By Diane Doris
The Kenyan justice system has been ranked the world’s worst in dealing with womens’ rights, going by a recent judgment in which the Judge was rebuked for ‘mocking’ a rape victim. This was earned after a Malindi High Court judge, Justice Said Juma Chitembwe set aside a 20 year jail sentence that was handed to Martin Charo, 24 who was convicted after defiling a girl between December 2011 and January 2012 in Kilifi County. The ruling sparked interest and was mentioned during the Gender Justice Uncensored awards and bagged the Golden Bludgeon Award.
According to the Criminal Appeal 32 of 2015, Mr Charo allegedly defiled a fourteen year old girl between 2nd December 2011 and 3rd January 2012. The complainant, a 14 year old class six pupil on 2nd January was accompanied by her siblings to the beach and she later on left them to join Mr. Charo at his house. Her brother went to Mr. Charo’s house to ask her to leave but he claimed that she was not there. They then escaped and went to Charo’s parents’ home, where they stayed for 3 days and engaged in sexual intercourse after which the complainant went home. She notified her father of where she had been and was taken to the police station and later hospital. She admitted to knowing the appellant (Mr. Charo) as he lived close by and had gone to have sex with him.
The Sexual Offences Act Section 8 (1) (3) states that a person who commits an offence of defilement with a child between the age of twelve and fifteen years is liable upon conviction to imprisonment for a term of not less than twenty years. Justice Chitembwe acknowledged the clause but still withdrew the 20-year jail term. He clearly stated that, “the complainant was behaving like a full grown lady who was engaging and enjoying sex with men”. The judge explained that it is unfair to have the appellant serve 20 years behind bars yet the minor was after sex from him. He also expressed that conviction should only occur if there is proof of defilement.

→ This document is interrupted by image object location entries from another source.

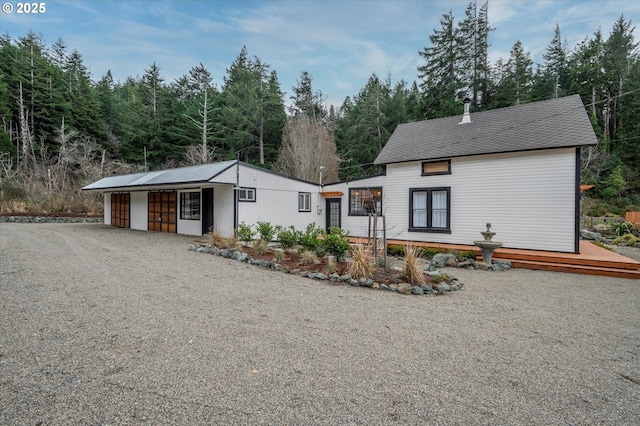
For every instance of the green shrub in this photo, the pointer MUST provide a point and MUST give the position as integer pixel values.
(467, 254)
(602, 245)
(266, 230)
(622, 228)
(332, 266)
(260, 246)
(244, 232)
(336, 242)
(288, 237)
(626, 240)
(309, 238)
(411, 269)
(308, 257)
(360, 265)
(429, 251)
(278, 255)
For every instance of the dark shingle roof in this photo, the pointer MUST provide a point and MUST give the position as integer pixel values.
(556, 123)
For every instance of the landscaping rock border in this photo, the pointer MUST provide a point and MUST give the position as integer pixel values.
(51, 219)
(439, 288)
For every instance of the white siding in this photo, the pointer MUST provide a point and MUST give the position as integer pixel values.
(107, 208)
(529, 198)
(358, 225)
(139, 210)
(277, 200)
(223, 209)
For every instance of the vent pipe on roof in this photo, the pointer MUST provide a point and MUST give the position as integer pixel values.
(466, 117)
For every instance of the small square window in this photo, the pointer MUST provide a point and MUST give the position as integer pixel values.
(247, 194)
(430, 209)
(190, 205)
(365, 201)
(304, 201)
(436, 168)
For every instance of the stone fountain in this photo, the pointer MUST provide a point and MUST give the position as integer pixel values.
(487, 246)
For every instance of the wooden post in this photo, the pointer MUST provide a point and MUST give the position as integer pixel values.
(375, 235)
(384, 241)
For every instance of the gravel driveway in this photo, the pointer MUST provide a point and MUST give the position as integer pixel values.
(100, 325)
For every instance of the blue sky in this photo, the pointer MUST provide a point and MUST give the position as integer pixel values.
(340, 43)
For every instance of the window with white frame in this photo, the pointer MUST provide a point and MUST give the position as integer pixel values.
(304, 201)
(364, 201)
(429, 209)
(247, 194)
(190, 205)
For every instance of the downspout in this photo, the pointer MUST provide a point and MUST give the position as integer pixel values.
(236, 196)
(576, 231)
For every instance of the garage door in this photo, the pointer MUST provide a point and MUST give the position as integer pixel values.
(162, 211)
(120, 208)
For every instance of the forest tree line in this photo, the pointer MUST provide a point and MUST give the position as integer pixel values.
(61, 129)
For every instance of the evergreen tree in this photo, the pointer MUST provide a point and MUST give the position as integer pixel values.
(516, 78)
(306, 100)
(253, 110)
(441, 74)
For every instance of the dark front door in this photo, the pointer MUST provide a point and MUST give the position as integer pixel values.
(207, 210)
(333, 212)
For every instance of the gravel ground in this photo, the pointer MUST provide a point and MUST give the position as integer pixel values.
(100, 325)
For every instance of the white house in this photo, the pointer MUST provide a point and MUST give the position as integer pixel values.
(517, 168)
(193, 200)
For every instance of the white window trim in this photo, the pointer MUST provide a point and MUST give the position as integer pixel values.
(304, 201)
(249, 195)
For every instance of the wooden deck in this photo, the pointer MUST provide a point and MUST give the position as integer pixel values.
(592, 260)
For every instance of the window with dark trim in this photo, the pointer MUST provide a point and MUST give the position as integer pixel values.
(365, 201)
(430, 168)
(430, 209)
(247, 194)
(304, 201)
(190, 205)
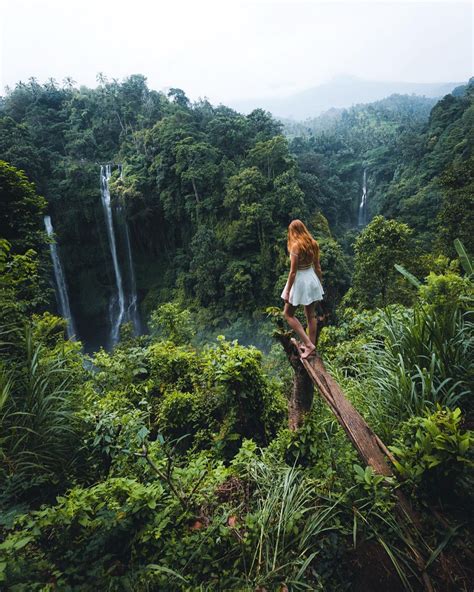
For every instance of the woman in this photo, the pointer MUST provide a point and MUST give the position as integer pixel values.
(303, 285)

The judge’s ruling is contrary to the Sexual Offences Act which states that “A child below 18 years cannot give consent to sexual intercourse”. The Daily Nation reported that the Women’s Link Worldwide criticized the decision declaring that he set “a dangerous precedent assuming that girls who consent to sex before age 18 should not be afforded special protections provided to children and suggests that girls who do not report sexual violence immediately after the incident may be lying,”.
Justice Chitembwe’s ruling has brought to light issues of moral decadence and aversion of the law of the land. It threatens to sweep away gains made in law, like the Sexual Offences Act which have become the building block in protecting women and girls against predatory and repugnant behaviors.